Empero, también hay que señalar algo incómodo: Andalucía se sigue pensando desde Madrid.
En la política, en los medios, en los grandes relatos del país. A veces parece que solo se acuerdan de nosotros cuando hay elecciones, cuando hace calor o cuando alguien necesita una foto de pandereta. Y mientras tanto, las decisiones que afectan a la vida de millones de andaluces se toman lejos, con poca escucha real. Frente a eso, el andalucismo debería ser una respuesta fuerte, coherente y organizada. Una forma de decir: «Andalucía existe todo el año, y tiene derecho a contarse a sí misma».

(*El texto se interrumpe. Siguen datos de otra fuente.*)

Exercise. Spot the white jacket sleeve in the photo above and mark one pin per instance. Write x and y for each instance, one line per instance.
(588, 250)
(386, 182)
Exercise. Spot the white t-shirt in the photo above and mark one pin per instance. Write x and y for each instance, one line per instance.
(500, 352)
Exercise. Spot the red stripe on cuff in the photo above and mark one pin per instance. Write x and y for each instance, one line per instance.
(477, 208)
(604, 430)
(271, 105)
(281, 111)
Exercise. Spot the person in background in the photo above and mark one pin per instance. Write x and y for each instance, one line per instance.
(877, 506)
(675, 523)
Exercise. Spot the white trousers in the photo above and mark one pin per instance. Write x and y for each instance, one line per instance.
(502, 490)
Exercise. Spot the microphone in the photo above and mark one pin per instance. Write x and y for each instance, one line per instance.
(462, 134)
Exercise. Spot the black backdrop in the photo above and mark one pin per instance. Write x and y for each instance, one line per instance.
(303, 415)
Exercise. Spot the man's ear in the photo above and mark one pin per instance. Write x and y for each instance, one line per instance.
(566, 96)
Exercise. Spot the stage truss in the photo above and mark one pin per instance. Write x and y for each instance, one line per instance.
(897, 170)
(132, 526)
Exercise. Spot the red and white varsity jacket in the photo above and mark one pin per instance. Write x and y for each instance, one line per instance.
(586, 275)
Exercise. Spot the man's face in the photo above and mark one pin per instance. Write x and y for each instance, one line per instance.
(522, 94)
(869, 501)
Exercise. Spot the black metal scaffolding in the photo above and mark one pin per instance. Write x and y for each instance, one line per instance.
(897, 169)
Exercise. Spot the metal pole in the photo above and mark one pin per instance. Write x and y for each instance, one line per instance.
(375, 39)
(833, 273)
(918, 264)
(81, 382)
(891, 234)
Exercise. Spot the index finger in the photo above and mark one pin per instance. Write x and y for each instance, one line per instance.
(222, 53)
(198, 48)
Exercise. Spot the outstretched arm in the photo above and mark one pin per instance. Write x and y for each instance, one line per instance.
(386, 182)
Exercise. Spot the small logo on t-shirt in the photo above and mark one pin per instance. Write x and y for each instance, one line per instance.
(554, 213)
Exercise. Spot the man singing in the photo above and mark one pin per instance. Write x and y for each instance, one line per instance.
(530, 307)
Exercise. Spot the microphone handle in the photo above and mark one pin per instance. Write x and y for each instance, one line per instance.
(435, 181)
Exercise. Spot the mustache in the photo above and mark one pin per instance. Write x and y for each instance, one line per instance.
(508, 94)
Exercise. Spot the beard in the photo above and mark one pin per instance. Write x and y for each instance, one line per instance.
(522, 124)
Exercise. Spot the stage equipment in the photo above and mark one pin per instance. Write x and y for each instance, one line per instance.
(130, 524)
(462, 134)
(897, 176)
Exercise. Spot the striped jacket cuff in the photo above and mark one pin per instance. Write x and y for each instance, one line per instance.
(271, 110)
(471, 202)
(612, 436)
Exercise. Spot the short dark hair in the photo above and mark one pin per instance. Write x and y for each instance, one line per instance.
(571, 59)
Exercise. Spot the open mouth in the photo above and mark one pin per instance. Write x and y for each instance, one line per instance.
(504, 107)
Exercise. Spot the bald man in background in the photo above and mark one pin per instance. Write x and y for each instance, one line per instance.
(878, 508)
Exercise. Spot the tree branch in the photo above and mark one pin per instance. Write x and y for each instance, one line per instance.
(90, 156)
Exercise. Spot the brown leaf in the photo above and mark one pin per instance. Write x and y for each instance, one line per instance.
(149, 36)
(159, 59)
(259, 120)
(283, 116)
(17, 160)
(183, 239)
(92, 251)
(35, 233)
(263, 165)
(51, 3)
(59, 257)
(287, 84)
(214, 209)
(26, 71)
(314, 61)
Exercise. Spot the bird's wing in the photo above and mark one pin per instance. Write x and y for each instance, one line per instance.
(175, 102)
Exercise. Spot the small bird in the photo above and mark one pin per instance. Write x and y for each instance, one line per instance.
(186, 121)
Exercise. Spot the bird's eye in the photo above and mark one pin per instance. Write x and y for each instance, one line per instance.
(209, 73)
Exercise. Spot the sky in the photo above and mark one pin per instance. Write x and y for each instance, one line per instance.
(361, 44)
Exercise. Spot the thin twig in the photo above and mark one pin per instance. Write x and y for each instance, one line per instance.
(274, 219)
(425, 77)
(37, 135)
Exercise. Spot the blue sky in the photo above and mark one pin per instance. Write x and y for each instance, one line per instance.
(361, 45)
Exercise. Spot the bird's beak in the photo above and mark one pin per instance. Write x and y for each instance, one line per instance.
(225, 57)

Y en medio de ese paisaje, están las y los jóvenes. No como una nota al pie, sino como parte central del andalucismo que viene. Porque claro que hay jóvenes andalucistas. Claro que hay jóvenes de izquierdas. Pero hay que hablarles bien. Sin clichés, sin paternalismos, sin caer en la trampa de hacerles sentir que no saben, que no leen, que no piensan. Hay que hacer política con ellos, no para ellos. Y eso implica estar donde están, escuchar lo que les duele, entender lo que necesitan.
Y también hay que ofrecerles esperanza. Porque la hay. Porque a pesar de las dificultades, hay semillas germinando. Hay proyectos culturales, redes de solidaridad, espacios políticos nuevos donde lo andaluz no es un adorno, sino una forma de estar en el mundo. Y ahí está la tarea: en saber acompañar sin tutelar, en abrir sin imponer, en construir sin exigir devoción.
Eso también nos obliga a quienes mirábamos el andalucismo desde fuera, como si fuera una cosa demasiado solemne o demasiado pura. A quienes nos preguntamos si lo nuestro servía, si encajaba, si valía. Porque ahora sabemos que sí. Que no hace falta sabérselo todo, ni venir de un linaje militante, ni usar siempre las palabras correctas. Hace falta amor, hace falta compromiso, hace falta ganas de construir juntas.
El andalucismo que se necesita no es el que levanta banderas sin preguntarse qué hay detrás. Es el que habla de justicia social, de dignidad, de memoria, de cuidados, de acceso a la vivienda, de respeto a la tierra, de igualdad real. Es un andalucismo que entiende que la identidad no se construye solo con símbolos, sino con derechos.
Porque al final, la gran pregunta no es cómo hacemos atractivo el andalucismo. Es cómo hacemos que Andalucía sea habitable, justa, vivible para los jóvenes. Cómo construimos una tierra que no expulse a quien la sueña. Y eso solo se puede hacer desde un andalucismo de izquierdas y feminista.
Lo demás, será bonito. Pero no será nuestro.